Columbus is quietly kicking around a big question: Should it hand control of Columbus Water & Power to a regional water authority? Behind that dry bureaucratic phrasing is a fight over who gets to set water and sewer rates, cut deals with neighboring towns, and call the shots on hookups outside city limits. The union that represents utility workers is already promising a battle, warning it will fight anything it sees as a threat to jobs or local oversight. All of this is happening while the city rolls out steep rate hikes and presses ahead on a multibillion-dollar water plant to keep up with growth, a mix that could reshape service and bills for Columbus residents and dozens of suburban customers.

According to The Columbus Dispatch, city staff told council members they are studying options to transfer some authority over Columbus Water & Power to a regional body. Union leaders, the paper reports, have already pledged to contest the idea. The Dispatch notes that Columbus Water & Power has contracts to provide water or sewer service to about 30 nearby municipalities, a web of agreements that would complicate any handoff. City officials are stressing that this is a study, not a done deal, and no formal plan to transfer control has been approved.

The review is landing at the same time the utility is asking residents to pay more. The city’s 2026 materials show an 18% water rate increase and other adjustments meant to finance capital projects, according to City of Columbus utility documents. On top of that, Columbus is designing a fourth treatment facility, the Home Road Water Plant, to expand capacity for central Ohio, per project information at Cbuswater. City leaders have pointed to these funding pressures as a key reason they are exploring different governance and financing setups.

Why Officials Are Talking About Regionalization

Behind the scenes, planners say the region’s rapid growth and a booming data center industry are forcing new thinking about how to run and pay for water systems. Local reporting and research into central Ohio’s water needs have flagged rising demand and the importance of coordinated, long-term infrastructure planning, pressures that can nudge cities toward shared governance or wholesale water authorities, according to WOSU Public Media.

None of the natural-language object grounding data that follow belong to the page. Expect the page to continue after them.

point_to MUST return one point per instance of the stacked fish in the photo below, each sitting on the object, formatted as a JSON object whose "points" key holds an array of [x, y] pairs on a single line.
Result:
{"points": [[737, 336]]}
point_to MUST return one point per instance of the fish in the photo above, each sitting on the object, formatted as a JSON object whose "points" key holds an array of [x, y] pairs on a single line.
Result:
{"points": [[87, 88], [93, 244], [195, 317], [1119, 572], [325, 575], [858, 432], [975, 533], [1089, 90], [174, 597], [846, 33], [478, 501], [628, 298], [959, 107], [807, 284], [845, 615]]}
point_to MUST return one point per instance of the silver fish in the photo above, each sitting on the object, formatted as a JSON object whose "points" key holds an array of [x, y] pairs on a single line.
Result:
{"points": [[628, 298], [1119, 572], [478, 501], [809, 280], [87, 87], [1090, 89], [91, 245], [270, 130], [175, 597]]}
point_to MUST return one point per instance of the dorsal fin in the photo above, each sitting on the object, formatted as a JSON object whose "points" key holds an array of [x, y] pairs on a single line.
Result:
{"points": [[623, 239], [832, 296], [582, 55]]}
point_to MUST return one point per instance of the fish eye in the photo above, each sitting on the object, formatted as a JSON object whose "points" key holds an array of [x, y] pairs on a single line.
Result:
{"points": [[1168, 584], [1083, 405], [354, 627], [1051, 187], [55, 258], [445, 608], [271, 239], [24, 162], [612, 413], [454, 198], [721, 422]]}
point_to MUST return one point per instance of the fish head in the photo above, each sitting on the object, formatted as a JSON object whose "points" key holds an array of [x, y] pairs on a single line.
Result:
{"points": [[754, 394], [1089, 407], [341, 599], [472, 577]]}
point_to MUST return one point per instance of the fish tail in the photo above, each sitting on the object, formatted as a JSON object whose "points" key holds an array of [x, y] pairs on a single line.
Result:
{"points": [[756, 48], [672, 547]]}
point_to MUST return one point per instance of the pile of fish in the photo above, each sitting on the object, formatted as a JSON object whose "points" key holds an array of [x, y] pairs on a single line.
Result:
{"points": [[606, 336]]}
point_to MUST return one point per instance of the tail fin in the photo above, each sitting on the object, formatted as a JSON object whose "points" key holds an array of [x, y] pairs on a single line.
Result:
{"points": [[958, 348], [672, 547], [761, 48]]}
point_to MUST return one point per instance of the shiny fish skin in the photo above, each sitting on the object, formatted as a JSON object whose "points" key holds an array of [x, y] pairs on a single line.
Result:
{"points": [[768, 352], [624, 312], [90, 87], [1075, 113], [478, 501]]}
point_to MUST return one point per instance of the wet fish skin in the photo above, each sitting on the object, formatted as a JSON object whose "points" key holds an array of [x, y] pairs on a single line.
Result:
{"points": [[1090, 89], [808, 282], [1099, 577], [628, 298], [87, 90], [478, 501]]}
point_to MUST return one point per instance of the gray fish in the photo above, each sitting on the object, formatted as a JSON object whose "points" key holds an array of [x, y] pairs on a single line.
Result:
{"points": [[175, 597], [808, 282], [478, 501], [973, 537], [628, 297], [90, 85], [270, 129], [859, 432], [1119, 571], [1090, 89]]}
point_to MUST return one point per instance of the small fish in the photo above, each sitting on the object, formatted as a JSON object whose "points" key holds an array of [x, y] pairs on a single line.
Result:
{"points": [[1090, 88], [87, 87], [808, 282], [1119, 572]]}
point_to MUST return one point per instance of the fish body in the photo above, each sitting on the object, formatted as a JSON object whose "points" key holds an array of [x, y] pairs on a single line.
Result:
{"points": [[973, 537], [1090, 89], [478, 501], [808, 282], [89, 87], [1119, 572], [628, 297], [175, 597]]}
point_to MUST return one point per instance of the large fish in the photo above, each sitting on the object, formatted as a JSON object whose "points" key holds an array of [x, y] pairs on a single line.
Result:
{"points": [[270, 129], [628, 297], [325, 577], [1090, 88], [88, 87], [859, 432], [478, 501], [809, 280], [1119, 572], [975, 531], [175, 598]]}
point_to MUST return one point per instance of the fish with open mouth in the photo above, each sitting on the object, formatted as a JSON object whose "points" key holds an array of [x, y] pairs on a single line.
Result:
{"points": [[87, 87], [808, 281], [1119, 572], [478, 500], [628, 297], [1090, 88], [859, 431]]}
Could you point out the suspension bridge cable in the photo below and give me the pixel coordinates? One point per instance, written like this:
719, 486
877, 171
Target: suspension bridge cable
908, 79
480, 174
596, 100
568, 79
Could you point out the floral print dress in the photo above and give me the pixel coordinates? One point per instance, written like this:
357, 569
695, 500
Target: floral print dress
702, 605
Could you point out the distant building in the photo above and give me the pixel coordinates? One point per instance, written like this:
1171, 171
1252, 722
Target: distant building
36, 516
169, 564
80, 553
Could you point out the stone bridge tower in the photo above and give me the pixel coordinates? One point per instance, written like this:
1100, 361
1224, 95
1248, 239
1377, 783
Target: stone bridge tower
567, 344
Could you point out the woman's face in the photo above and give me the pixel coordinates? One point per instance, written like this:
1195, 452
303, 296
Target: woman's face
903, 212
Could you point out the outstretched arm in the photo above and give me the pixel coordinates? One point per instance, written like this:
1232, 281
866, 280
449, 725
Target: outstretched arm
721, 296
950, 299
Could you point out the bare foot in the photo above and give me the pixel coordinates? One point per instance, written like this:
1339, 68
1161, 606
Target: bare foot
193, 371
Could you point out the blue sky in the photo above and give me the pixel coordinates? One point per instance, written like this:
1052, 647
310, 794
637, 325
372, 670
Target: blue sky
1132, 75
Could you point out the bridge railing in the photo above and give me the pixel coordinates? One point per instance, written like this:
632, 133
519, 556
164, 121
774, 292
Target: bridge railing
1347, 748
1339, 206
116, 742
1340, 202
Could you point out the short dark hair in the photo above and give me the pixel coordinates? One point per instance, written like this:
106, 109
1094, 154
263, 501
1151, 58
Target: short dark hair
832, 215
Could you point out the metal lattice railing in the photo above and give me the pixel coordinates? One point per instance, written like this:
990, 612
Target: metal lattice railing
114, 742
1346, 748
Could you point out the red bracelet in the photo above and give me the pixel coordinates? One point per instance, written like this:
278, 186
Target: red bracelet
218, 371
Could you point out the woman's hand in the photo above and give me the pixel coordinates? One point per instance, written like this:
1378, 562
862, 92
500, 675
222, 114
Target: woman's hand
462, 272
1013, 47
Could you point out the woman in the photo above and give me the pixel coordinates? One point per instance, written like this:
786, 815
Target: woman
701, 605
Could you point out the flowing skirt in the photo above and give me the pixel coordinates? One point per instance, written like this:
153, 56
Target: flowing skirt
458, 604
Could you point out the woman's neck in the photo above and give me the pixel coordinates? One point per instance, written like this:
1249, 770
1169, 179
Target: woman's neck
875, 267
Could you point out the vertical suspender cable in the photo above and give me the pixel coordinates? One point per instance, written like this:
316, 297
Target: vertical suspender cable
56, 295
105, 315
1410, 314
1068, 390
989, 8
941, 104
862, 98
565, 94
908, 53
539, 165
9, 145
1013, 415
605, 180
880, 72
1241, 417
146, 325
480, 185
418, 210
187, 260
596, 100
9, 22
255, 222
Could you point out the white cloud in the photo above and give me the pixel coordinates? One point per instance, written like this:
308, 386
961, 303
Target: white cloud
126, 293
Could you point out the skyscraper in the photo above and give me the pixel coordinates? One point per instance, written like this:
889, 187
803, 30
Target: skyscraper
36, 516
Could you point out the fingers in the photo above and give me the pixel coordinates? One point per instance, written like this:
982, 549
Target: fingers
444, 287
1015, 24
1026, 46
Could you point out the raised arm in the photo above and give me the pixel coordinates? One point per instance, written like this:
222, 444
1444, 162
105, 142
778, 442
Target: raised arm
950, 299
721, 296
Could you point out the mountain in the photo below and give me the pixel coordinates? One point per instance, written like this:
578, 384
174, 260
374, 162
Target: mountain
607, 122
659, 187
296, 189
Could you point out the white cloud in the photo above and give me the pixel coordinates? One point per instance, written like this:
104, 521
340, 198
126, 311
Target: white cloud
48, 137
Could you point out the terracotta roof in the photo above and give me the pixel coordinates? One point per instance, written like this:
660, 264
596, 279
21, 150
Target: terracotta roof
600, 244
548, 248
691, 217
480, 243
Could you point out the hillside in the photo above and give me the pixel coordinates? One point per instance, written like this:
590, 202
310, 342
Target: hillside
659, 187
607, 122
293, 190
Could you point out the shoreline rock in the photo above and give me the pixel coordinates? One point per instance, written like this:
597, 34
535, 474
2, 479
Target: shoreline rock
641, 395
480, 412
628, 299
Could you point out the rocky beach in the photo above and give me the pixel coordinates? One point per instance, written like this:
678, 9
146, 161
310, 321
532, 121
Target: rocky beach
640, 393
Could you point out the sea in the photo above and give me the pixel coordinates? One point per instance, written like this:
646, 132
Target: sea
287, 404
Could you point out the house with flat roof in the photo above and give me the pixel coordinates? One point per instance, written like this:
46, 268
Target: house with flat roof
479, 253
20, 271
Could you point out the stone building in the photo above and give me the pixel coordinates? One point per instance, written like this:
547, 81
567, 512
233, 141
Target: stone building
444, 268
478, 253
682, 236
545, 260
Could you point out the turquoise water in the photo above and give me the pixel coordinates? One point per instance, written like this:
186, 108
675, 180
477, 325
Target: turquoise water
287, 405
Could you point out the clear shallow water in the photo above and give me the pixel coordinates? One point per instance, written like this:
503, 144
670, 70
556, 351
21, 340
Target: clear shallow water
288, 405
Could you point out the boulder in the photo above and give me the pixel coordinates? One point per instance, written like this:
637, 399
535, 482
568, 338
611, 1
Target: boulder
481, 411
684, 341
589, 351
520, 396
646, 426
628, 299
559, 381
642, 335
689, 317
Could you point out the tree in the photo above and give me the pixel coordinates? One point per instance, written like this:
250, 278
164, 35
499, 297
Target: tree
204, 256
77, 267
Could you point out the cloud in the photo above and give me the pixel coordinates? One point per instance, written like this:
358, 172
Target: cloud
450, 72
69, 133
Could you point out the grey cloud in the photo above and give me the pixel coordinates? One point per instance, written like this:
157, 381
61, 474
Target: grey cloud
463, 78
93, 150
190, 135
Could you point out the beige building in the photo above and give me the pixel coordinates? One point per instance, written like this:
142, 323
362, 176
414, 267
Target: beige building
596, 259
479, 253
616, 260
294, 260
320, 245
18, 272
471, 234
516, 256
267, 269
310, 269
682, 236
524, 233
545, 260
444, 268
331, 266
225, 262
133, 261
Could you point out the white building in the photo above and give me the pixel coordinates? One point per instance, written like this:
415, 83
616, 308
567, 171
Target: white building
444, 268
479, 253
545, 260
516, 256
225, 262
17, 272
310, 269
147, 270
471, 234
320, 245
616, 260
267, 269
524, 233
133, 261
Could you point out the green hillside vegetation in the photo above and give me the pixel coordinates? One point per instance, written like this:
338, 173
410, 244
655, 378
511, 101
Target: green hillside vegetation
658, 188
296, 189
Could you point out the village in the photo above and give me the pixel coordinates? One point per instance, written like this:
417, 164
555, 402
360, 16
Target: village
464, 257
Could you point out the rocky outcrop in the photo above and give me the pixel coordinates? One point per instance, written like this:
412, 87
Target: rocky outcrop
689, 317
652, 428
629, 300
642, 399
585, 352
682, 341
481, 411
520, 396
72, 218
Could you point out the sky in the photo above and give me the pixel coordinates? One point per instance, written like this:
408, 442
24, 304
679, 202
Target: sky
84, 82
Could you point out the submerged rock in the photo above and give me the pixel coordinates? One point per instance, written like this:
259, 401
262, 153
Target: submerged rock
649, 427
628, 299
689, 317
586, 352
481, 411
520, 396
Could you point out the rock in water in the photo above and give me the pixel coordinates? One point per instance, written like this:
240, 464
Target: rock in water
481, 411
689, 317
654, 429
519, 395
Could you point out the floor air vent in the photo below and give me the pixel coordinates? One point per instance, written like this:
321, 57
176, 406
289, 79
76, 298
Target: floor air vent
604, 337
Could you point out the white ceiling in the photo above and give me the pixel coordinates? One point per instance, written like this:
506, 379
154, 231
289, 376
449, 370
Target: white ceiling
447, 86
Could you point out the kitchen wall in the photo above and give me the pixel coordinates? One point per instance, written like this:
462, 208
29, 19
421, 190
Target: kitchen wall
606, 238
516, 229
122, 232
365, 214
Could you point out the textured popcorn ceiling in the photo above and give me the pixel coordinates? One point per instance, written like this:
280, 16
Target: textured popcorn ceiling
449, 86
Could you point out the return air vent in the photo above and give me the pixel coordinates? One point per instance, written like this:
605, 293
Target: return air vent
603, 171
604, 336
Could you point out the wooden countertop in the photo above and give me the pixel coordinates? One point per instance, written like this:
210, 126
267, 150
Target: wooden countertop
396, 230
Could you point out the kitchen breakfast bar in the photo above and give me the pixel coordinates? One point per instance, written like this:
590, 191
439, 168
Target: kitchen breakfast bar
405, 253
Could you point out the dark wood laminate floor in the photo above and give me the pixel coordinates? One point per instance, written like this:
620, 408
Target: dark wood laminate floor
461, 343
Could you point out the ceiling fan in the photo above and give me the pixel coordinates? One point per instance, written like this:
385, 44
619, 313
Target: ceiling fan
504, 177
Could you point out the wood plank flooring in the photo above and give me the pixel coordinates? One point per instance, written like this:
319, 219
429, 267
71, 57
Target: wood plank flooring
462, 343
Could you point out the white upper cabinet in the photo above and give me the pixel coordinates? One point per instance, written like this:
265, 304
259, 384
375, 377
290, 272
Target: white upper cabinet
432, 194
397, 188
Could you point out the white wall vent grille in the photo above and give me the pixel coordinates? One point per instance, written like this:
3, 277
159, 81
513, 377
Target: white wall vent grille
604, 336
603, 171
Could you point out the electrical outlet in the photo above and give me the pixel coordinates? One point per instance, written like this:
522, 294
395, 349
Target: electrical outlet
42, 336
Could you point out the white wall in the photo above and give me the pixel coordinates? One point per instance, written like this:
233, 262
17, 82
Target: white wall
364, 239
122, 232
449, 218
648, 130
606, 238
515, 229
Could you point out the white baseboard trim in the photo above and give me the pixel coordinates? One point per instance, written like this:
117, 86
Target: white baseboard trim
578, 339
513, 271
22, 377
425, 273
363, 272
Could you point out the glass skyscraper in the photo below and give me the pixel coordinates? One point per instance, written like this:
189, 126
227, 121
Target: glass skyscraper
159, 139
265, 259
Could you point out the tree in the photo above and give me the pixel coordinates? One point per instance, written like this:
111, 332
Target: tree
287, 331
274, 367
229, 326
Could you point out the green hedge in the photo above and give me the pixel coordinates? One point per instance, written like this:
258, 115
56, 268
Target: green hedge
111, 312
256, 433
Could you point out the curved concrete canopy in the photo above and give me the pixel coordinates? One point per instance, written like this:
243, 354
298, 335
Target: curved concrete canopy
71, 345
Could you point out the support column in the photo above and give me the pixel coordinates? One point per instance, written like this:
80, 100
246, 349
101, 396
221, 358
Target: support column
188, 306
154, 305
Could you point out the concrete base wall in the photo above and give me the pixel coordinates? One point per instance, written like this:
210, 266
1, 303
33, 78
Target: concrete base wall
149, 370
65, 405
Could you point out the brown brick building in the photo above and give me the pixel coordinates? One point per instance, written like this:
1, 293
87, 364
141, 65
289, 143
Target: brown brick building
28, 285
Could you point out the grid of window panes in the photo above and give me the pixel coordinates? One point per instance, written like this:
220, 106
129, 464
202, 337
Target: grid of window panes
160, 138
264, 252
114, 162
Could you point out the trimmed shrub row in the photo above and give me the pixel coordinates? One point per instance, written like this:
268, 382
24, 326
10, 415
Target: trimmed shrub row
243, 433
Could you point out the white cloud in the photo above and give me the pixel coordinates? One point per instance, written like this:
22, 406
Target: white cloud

Union: Jobs And Local Control At Stake

The union representing utility workers is not mincing words. Shifting control to a regional authority would put local jobs and negotiated protections at risk, and the union has vowed to fight any move it views as the city offloading its responsibility, The Columbus Dispatch reports. Critics also point to a long Ohio history of tying utility hookups to annexation, a political lever that courts have had to sort out, as a warning that changes in who runs the system can carry major political consequences. Case law and legal summaries describe how water and sewer deals have been wrapped up in annexation battles, and Justia shows similar disputes playing out elsewhere in the state.

The Legal Path And What A Regional Authority Would Look Like

Any move to a regional setup would have to run through Ohio law. Regional water districts and authorities are created under Chapter 6119 of the Ohio Revised Code. An authority organized under that chapter is a political subdivision with a board that can operate wholesale water systems and, in some cases, provide retail service outside a single city. The process is not quick. The statute calls for formal petitions, court or state approvals, and detailed operating plans, so transferring control would require extended legal and administrative work, according to guidance on regional authorities. University of Toledo College of Law primers on Chapter 6119 lay out the typical steps.

What Residents Could See Next

For customers, the on-the-ground effects could eventually include renegotiated contracts, new wholesale rates, and a different process for handling disputes and annexation-related decisions. The city’s rate documents already spell out that higher monthly bills are needed to pay for the Home Road plant and other upgrades, and any change in governance would trigger contract reviews with roughly 30 municipal partners. Residents can expect public meetings, council hearings, and a visible union campaign as the study moves through advisory boards and, potentially, into a formal decision process.

For now, the question sits at the staff level rather than on the council agenda as a vote or a concrete transfer proposal. Still, the mix of rising bills, a massive capital program, and vocal union opposition suggests this will not stay quiet for long. The outcome could redefine who controls how central Ohio’s water is managed for decades to come.